Jeff Cox, a contributor to CNBC, says the way investment decisions are made today likely plays a major role in the market’s ability to shrug off seemingly endless bad news.
He says, “In a market increasingly driven by dispassionate computers that run on algorithms, and investors who at least in theory are always looking ahead, the tendency to gaze beyond the news of the moment is always there.”
Quincy Krosby, chief market strategist at Prudential Financial, agrees with Cox. Krosby adds, “The market always seems heartless, without any emotion, without caring, without empathy. But that’s the nature of the market. The algorithms almost certainly have no shred of empathy. They’re not supposed to.”
The Year 1968
For many, it may seem like this is the first time our country has faced this many obstacles at once, but Tom Lee, head of research at Fundstrat Global Advisors, says there is a historical precedent for what is occurring today.

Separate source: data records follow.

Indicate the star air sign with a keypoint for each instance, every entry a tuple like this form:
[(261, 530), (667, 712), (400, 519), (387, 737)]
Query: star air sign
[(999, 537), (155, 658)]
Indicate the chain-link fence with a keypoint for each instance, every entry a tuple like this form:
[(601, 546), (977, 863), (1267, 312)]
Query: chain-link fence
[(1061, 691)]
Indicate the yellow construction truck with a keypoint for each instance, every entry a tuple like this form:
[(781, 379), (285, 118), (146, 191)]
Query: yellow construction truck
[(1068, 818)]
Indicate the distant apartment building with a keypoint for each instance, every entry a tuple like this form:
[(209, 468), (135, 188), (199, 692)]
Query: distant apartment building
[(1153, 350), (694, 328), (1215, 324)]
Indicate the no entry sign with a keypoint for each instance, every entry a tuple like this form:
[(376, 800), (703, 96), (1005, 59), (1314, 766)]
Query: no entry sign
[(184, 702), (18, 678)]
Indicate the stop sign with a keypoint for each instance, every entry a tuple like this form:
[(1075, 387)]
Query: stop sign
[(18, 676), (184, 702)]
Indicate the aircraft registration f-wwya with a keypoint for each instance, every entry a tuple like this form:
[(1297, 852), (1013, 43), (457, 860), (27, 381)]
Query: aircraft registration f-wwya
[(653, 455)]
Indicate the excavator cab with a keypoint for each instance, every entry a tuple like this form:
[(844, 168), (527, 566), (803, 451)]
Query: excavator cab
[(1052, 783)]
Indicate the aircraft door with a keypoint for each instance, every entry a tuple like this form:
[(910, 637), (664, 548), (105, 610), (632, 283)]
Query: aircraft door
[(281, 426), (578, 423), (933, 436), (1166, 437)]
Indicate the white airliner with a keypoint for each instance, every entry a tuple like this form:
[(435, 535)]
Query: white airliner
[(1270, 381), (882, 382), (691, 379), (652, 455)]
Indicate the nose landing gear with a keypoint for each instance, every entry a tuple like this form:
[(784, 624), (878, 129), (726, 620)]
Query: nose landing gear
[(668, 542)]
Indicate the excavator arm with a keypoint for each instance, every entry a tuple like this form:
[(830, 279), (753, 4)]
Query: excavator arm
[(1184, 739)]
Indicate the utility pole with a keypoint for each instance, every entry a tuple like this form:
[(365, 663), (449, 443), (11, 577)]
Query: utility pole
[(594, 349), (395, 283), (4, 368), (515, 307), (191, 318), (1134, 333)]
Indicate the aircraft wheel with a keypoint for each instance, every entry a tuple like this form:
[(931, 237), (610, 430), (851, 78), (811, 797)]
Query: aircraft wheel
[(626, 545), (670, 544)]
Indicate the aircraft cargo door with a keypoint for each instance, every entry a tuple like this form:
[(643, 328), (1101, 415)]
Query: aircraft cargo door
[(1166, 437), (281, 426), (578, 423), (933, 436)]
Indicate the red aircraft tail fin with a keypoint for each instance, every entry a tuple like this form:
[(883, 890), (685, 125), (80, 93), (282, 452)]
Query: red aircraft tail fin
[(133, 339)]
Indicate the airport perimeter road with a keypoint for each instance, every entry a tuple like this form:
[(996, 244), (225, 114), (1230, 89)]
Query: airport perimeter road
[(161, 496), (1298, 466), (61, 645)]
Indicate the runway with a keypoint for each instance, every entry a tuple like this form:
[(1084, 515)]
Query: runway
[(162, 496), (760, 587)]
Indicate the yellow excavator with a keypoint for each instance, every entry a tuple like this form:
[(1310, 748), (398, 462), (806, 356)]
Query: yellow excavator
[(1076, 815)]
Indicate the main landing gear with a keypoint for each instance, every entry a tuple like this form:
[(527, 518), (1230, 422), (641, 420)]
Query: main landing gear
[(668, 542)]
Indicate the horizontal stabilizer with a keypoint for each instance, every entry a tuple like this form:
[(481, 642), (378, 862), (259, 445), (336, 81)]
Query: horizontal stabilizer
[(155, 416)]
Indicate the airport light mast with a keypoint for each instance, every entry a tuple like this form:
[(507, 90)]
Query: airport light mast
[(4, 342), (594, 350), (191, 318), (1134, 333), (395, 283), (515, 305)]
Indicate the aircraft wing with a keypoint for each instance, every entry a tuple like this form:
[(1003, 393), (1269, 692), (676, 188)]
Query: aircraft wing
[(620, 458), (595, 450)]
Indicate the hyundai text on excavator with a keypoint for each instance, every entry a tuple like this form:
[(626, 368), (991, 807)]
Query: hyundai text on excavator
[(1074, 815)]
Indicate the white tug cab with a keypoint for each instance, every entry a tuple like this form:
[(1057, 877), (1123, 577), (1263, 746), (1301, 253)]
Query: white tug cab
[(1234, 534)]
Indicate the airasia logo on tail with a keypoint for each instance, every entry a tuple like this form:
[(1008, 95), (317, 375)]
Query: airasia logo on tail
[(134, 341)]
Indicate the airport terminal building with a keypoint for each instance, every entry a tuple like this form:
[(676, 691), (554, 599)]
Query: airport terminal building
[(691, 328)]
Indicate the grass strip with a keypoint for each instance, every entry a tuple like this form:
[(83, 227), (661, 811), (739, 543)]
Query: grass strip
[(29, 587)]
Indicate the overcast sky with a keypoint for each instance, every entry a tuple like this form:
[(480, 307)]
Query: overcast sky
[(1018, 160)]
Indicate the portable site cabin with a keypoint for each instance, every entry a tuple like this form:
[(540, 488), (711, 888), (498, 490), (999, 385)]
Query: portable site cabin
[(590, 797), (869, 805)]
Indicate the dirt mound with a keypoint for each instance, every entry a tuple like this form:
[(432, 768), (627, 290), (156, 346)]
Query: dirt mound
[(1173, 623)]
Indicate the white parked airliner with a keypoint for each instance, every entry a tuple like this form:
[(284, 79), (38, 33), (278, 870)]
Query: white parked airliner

“1968 was the year that ‘shattered America’ and many tumultuous events and violence took place in that year. And despite that, the equity markets managed to perform solidly. 1968 is a reminder that stocks and world events are not always connected.”
That year, the country grappled with the assassinations of Rev. Martin Luther King and Robert F. Kennedy, the North Vietnamese launched the Tet Offensive, people contested the 1968 presidential election between Hubert Humphrey and Richard Nixon, and protests sprang up around the world. It’s also when the H3N2 “Hong Kong flu” pandemic killed nearly 100,000 Americans and millions more globally.
That year, the S&P 500 fell 9% from January to March, and then rallied 24% to end the year up 7.6%.
Comparing 1968 to this year, we saw a much larger dip from January to March. However, we’ve also seen a much stronger rally off the lows.
Despite the market’s ability to levitate above any bad news, Nicholas Colas, co-founder of DataTrek Research, says it might only take one bad data point to bring the whole thing crashing down.
“What matters to markets right now is how/when the US economy restarts from COVID Crisis shutdowns,” Colas wrote. “If protests or political spillover start to hurt consumer confidence, that would spell lower stock prices for a longer period than a week or two.”